Q1.

A coin-operated drink machine was designed to discharge a mean of 9 fluid ounces of coffee per cup. In a test of the machine, the discharge amounts in 13 randomly chosen cups of coffee from the machine were recorded. The sample mean and sample standard deviation were 8.95 fluid ounces and 0.29 fluid ounces, respectively.

If we assume that the discharge amounts are approximately normally distributed, is there enough evidence, to conclude that the population mean discharge, , differs from 9 fluid ounces? Use the 0.05 level of significance.

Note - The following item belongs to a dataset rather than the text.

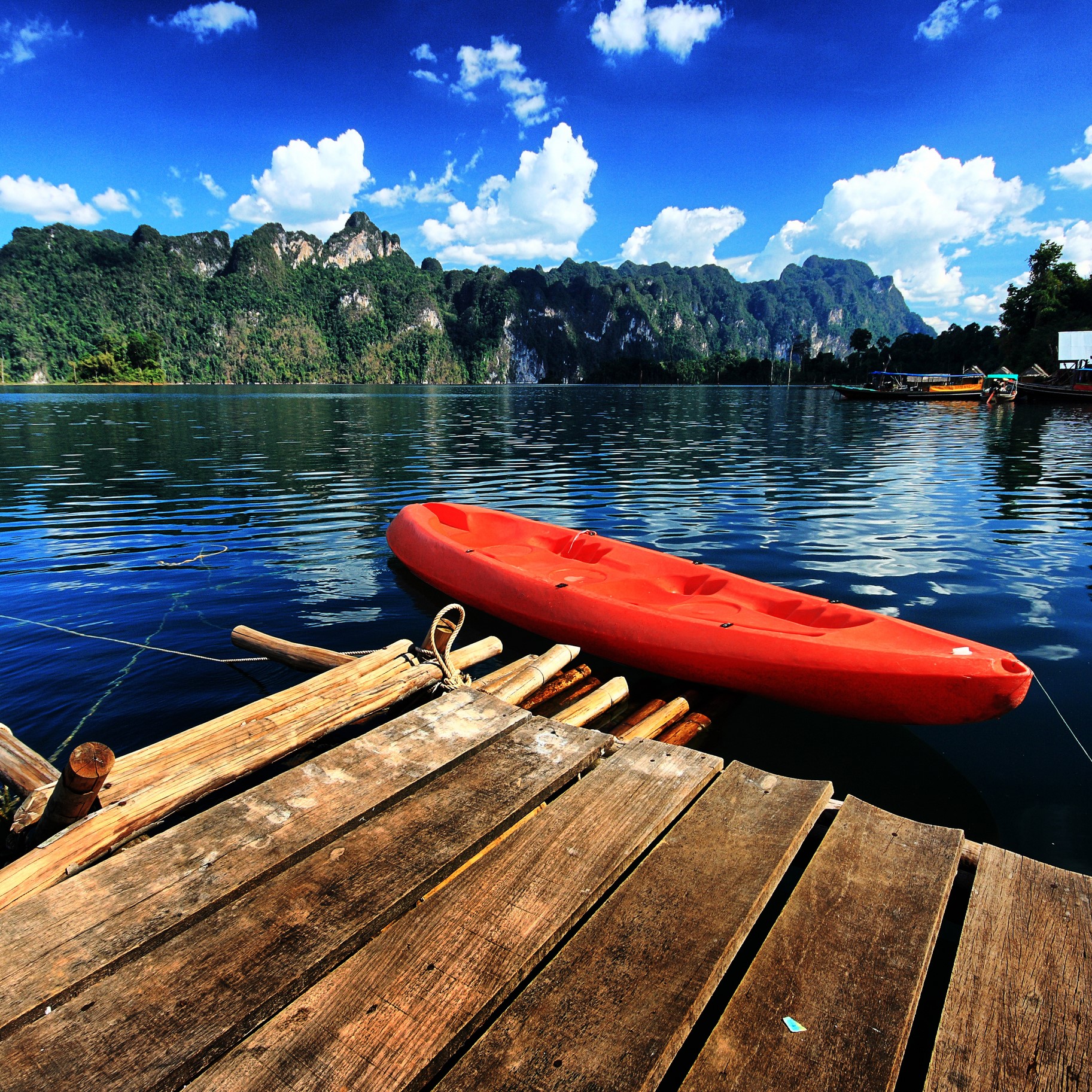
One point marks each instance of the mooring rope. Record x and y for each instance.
(1064, 721)
(156, 648)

Perform a two-tailed test. Then complete the parts below.

Carry your intermediate computations to three or more decimal places.

(a)	State the null hypothesis H0 and the alternative hypothesis H1.
H0:
H1:
(b)	Determine the type of test statistic to use.
	(Choose one - Z, t, Chi-square, F)
(c)	Find the value of the test statistic. (Round to three or more decimal places.)
(d)	Find the p-value. (Round to three or more decimal places.)
(e)	Can we conclude that the mean discharge differs from 9 fluid ounces?
Yes No

Q2.

The proportion p of residents in a community who recycle has traditionally been 70%. A policy maker claims that the proportion is less than 70% now that one of the recycling centers has been relocated. If 146 out of a random sample of 220 residents in the community said they recycle, is there enough evidence to support the policy maker's claim at the 0.05 level of significance? Perform a one-tailed test. Then complete the parts below. Carry your intermediate computations to three or more decimal places.

(a)	State the null hypothesis H0 and the alternative hypothesis H1.
H0:
H1:
(b)	Determine the type of test statistic to use.
	(Choose one - Z, t, Chi-square, F)
(c)	Find the value of the test statistic. (Round to three or more decimal places.)
(d)	Find the p-value. (Round to three or more decimal places.)
(e)	Is there enough evidence to support the policy maker's claim that the proportion of residents who recycle is less than 70%?
Yes No

Q3.

A marriage counselor has traditionally seen that the proportion p of all married couples for whom her communication program can prevent divorce is 80%. After making some recent changes, the marriage counselor now claims that her program can prevent divorce in more than 80% of married couples. In a random sample of 220 married couples who completed her program, 189 of them stayed together. Based on this sample, is there enough evidence to support the marriage counselor's claim at the 0.10 level of significance? Perform a one-tailed test. Then complete the parts below. Carry your intermediate computations to three or more decimal places.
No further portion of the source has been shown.